Other researchers have found evidence of improved health during economic downturns in Cuba, Germany, Japan and Spain. Think of it as a silver lining — and perhaps a measure of how much our unhealthy lifestyles and workaholic tendencies can get the best of us during boom times.
[…]
Some experts remain skeptical, in part because of overwhelming evidence that people who lose jobs suffer poor health because of it. Depression, anxiety, drug and alcohol abuse, and anti-social behavior become significantly more likely after a person gets laid off.
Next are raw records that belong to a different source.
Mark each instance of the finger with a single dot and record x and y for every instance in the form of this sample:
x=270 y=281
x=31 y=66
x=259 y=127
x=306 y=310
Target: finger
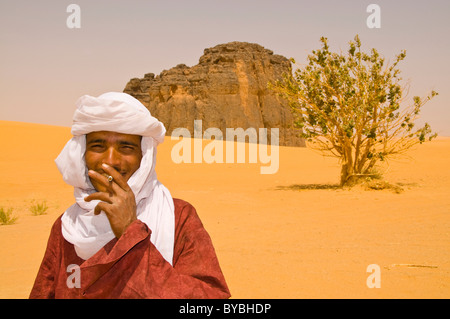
x=102 y=196
x=117 y=177
x=102 y=206
x=101 y=179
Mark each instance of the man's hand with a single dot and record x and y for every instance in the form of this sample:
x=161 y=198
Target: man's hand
x=118 y=201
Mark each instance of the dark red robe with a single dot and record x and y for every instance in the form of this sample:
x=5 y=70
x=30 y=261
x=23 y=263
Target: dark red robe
x=132 y=267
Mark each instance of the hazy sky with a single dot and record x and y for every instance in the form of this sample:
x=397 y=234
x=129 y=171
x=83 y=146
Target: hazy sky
x=45 y=66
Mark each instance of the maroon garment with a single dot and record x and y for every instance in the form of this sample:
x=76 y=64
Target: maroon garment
x=132 y=267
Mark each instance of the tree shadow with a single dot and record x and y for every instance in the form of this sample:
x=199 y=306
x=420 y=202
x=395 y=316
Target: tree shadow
x=309 y=187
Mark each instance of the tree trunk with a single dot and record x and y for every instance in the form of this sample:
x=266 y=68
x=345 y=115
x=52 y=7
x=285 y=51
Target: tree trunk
x=346 y=173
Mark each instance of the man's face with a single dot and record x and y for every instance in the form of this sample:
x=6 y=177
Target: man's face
x=120 y=151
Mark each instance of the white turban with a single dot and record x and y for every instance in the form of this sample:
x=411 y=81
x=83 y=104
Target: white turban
x=121 y=113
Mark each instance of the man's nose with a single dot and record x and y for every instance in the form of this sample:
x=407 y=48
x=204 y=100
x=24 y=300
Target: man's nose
x=112 y=158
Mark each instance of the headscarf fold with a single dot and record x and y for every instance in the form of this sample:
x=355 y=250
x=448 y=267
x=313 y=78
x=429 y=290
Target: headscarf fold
x=121 y=113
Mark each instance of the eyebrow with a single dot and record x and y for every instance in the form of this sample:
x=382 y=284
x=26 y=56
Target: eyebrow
x=102 y=141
As with so many articles of this type, there’s actually no conclusive proof either way. The causality of changes in the death rates is going to be affected by a multitude of interdependent factors, of which the state of the economy is just one (albeit a fairly significant and influential one). [via MetaFilter; image by SocTech]
That said, there’s a nugget of appealing logic at the core of Ruhm’s research. How much does the amount we work (and what we get paid for that work) really compensate us for the loss of what might be a somewhat spartan but more leisurely lifestyle? If the link was found to be explicit, what trappings of your current life would you be willing to sacrifice in exchange for a happier, healthier life? Or is this just another rehashing of Walden Pond for the modern age, a desperate grab for a silver lining in a cloudy sky?